The hardware is sloppy, nowhere near the finesse of an iPod/iPad. Startup takes a while.  It takes longer to load a book, even one that's pure text, than it should. So doing anything with the interface (menus, selections, file browsing) is an exercise in frustration.

And children's books? I've had more problems with those than ever. My kids love reading from the Nook (who knows why -- the pictures are smaller, the text harder to read), but the text has trouble lining up with the image and they get distracted with the "activities" (these are all ePub books BTW).

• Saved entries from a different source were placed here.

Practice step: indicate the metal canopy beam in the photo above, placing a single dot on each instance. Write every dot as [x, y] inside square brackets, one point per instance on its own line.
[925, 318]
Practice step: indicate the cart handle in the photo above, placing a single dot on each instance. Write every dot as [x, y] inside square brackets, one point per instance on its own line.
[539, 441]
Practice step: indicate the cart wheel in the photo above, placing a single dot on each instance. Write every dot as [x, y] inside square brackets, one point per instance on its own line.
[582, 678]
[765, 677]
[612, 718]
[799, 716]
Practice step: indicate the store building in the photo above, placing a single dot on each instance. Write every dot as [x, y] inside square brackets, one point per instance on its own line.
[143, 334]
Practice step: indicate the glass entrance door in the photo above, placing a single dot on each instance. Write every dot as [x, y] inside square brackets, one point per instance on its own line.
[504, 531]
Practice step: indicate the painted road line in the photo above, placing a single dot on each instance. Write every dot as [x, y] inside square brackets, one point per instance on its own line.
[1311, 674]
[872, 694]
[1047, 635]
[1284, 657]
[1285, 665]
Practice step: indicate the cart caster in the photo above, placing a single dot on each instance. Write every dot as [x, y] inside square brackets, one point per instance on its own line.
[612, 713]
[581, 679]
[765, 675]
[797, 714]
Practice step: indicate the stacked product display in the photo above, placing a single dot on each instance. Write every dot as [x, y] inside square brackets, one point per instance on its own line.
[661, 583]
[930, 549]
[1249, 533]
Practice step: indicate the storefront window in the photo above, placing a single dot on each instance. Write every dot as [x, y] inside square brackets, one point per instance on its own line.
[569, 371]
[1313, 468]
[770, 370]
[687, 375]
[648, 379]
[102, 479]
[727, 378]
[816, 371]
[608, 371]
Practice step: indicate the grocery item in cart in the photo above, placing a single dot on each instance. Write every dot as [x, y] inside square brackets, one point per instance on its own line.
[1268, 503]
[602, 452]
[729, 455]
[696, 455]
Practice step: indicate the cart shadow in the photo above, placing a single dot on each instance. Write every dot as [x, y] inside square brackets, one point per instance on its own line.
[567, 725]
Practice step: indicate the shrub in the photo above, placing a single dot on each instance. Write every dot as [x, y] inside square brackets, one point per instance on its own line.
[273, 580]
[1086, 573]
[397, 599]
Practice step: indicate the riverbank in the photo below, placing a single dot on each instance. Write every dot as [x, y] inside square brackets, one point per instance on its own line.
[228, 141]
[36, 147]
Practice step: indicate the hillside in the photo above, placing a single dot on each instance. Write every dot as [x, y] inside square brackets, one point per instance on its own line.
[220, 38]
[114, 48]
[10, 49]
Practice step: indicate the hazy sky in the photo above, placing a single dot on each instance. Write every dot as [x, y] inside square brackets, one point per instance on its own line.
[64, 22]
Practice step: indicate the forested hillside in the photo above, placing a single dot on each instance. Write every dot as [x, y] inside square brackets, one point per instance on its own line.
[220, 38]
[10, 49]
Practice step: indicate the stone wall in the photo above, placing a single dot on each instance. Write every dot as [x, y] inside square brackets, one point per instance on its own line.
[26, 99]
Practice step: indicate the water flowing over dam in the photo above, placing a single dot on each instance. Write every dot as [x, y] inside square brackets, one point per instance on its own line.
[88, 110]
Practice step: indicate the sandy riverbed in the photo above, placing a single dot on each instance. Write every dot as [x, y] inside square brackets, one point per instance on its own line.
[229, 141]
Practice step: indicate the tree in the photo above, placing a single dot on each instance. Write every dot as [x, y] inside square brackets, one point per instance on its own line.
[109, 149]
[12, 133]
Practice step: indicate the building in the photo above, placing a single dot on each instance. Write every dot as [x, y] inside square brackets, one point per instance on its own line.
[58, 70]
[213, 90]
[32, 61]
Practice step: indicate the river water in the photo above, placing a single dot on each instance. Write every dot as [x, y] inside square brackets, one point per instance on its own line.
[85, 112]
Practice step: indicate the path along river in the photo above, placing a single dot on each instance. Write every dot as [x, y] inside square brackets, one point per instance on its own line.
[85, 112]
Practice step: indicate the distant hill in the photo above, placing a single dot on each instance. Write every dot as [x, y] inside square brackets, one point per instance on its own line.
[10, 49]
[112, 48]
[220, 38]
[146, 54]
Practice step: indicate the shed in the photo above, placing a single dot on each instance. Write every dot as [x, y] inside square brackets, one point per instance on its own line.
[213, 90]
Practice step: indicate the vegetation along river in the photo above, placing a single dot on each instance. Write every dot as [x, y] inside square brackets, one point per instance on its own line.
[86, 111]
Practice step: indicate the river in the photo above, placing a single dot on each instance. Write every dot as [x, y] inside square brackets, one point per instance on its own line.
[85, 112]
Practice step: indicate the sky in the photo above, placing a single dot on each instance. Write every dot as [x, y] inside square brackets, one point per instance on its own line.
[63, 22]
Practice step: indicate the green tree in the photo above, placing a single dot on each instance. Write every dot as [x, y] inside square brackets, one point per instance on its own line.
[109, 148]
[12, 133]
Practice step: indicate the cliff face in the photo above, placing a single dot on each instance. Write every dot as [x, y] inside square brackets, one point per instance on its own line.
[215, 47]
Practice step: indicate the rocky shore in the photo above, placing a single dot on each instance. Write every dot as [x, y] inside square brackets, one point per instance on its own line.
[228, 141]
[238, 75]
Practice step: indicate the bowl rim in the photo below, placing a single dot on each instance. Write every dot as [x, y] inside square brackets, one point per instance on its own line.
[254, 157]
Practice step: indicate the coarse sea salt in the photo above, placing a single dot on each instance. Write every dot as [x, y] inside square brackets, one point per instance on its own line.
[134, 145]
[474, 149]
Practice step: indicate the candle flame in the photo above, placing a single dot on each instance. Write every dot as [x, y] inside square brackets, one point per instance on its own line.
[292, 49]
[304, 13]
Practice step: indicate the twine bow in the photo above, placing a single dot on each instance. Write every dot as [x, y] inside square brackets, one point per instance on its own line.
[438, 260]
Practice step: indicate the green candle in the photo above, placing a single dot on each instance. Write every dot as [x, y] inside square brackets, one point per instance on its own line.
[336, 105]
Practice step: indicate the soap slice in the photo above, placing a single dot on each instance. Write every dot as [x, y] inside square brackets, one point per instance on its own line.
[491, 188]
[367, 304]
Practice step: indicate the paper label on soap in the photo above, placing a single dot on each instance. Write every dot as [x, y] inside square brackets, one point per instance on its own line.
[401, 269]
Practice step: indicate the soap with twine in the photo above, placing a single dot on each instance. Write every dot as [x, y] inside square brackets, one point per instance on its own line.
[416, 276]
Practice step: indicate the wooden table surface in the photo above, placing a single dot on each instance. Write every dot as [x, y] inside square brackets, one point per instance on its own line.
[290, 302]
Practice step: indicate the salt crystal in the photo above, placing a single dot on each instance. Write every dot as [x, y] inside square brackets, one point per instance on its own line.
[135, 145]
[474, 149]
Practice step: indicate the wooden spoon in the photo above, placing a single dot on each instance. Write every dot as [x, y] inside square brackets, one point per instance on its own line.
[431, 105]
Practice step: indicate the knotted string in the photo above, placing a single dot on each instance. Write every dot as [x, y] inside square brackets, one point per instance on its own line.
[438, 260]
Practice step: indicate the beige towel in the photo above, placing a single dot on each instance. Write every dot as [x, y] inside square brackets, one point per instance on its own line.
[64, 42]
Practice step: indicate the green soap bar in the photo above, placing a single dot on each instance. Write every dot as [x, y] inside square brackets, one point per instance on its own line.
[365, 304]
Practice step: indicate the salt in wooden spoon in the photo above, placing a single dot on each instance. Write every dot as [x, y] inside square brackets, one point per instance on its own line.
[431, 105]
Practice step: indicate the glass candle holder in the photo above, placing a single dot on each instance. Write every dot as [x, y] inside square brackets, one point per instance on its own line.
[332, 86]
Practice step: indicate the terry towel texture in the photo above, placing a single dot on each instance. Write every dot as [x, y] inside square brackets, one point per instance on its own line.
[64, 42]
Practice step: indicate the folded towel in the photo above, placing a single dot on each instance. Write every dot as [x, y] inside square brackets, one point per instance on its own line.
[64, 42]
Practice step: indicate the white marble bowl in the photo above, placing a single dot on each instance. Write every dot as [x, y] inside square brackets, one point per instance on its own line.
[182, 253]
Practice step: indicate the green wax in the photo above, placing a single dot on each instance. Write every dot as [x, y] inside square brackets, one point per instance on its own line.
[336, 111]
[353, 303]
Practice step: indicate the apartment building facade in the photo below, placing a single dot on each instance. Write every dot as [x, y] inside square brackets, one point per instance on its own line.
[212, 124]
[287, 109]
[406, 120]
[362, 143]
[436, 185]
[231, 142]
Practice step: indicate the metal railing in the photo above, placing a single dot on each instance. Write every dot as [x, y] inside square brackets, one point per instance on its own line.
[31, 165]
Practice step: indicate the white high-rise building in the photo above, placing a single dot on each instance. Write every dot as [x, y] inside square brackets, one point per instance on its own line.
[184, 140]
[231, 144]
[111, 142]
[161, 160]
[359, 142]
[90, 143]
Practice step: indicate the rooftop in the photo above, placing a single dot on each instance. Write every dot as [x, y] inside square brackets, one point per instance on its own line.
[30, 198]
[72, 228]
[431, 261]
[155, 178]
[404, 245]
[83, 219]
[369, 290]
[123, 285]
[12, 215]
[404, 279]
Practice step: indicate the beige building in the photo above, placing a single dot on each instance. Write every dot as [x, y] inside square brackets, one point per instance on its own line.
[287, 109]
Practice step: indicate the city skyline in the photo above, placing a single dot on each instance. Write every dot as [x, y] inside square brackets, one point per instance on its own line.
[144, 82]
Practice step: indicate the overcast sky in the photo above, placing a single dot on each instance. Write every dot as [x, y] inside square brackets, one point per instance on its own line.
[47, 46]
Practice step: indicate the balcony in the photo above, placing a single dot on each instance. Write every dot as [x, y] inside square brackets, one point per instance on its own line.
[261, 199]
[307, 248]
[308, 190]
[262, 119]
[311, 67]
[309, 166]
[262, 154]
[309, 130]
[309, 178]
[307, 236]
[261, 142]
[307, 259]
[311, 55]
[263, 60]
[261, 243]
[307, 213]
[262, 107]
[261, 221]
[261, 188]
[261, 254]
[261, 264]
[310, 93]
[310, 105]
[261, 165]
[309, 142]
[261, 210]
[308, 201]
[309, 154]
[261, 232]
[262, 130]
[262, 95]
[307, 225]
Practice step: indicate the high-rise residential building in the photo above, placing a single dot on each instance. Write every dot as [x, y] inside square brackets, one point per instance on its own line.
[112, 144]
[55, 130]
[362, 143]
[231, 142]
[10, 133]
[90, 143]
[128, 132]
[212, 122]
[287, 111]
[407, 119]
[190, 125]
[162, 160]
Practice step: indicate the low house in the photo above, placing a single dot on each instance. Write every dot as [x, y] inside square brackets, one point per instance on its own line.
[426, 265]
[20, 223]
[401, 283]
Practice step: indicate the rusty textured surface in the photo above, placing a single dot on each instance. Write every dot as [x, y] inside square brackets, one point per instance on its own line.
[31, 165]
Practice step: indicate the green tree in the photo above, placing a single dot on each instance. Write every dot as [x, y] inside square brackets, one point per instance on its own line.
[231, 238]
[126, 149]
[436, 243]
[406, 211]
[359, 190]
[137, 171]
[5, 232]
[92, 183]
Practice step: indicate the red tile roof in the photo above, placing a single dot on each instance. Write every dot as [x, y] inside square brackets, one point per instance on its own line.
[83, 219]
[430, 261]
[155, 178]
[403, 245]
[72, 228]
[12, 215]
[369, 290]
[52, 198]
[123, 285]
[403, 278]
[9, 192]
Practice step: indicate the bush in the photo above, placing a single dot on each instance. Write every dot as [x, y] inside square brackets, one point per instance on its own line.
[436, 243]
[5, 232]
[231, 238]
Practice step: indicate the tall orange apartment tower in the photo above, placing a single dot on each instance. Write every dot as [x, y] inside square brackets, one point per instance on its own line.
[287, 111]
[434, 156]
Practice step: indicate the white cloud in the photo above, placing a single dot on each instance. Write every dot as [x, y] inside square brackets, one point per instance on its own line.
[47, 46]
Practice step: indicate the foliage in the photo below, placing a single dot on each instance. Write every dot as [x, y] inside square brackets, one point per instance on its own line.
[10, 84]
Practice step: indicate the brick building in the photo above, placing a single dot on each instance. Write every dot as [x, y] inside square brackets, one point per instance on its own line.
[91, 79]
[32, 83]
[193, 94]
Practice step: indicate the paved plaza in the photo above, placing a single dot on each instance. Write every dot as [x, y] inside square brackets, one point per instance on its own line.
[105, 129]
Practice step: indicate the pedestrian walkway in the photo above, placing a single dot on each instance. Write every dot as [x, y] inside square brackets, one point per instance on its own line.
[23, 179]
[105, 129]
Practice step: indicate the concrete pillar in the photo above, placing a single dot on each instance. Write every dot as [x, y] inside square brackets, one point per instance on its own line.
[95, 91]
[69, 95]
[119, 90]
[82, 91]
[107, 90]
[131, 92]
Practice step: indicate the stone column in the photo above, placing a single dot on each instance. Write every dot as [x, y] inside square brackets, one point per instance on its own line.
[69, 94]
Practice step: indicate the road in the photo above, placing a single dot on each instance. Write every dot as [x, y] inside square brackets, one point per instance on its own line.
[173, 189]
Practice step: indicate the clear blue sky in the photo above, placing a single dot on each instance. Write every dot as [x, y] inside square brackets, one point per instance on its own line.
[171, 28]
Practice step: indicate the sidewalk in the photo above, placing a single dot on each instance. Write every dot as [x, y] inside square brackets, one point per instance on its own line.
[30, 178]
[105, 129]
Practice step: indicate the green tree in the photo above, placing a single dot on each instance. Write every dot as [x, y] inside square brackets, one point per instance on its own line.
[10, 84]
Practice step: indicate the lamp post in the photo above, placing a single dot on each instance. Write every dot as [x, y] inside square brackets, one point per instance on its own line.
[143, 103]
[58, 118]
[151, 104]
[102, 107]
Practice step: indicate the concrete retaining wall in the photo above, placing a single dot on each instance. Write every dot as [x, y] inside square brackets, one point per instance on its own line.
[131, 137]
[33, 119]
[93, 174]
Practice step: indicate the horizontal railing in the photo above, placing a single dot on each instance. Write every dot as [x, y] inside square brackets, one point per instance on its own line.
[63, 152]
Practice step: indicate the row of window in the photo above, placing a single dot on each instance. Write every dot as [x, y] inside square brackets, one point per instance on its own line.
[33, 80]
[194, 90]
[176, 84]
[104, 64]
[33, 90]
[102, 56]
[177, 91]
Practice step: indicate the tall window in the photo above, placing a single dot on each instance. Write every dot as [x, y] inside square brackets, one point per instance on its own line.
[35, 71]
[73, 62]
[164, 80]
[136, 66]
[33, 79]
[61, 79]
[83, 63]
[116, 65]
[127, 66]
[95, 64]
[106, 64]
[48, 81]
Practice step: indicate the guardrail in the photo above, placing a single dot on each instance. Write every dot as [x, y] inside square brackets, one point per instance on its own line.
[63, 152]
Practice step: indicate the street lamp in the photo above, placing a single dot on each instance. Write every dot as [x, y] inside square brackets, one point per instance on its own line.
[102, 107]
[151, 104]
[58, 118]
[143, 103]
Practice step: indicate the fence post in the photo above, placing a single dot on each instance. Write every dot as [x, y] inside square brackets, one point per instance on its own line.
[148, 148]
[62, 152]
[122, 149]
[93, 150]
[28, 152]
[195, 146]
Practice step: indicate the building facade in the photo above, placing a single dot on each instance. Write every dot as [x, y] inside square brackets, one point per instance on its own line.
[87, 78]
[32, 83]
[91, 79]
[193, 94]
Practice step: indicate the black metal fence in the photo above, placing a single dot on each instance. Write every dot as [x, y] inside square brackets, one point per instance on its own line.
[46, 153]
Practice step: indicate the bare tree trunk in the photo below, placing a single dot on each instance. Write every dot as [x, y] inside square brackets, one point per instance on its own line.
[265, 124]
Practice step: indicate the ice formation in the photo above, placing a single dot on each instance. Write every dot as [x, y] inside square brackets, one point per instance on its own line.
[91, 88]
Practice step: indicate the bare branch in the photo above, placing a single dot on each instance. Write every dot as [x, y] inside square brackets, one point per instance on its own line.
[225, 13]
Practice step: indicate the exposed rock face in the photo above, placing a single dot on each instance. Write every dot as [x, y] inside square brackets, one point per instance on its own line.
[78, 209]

I'm not sure if it's the hardware or software, but I am frequently having to restart it because it locks up, a book doesn't load properly, or the memory card goes wonky. Oh, that damn memory card. I'm afraid to turn off my Nook now because every time I do, I'm afraid the memory card won't be recognized or corrupted and have to be reformatted. Because it's happened so many times already.

Even if I didn't, the battery doesn't last as long as I think it should. Not for an eReader. Not compared to my wife's Nook Simple Touch (which, I think she's only charged a handful of times in a year).

I've had a lot of trouble getting it to connect to my computer -- every time my comp asks to scan the device because it thinks something's wrong. And half the time, it won't recognize that I plugged it in. Nook needs some kind of iTunes book management system. Right now, I'm using Calibre, and I'm quite pleased with it. The only thing its missing is the native ability to do Nook things, like add movies, apps, etc.

I know I said no movies, no music, no animation but I find myself using the Nook for other things besides reading. For example, watching videos while I work out -- Netflix, YouTube, and downloaded videos. I keep track of my workouts on a notepad app.

But it's slow, it's buggy. The Nook is really not meant for being a multimedia machine. It's meant to be an eReader for books you buy from Barnes & Noble. Anything else is peripheral, thrown in to add apparent value to the consumer.

I think that means that I'd rather have a tablet. My iPod is fine for portable games, email/twitter checking.  It's too small for reading and viewing, especially not for a treadmill. I'm not sure what kind of tablet I'd want -- large or small, Apple or Google or other. But my next upgrade won't be to a new Nook.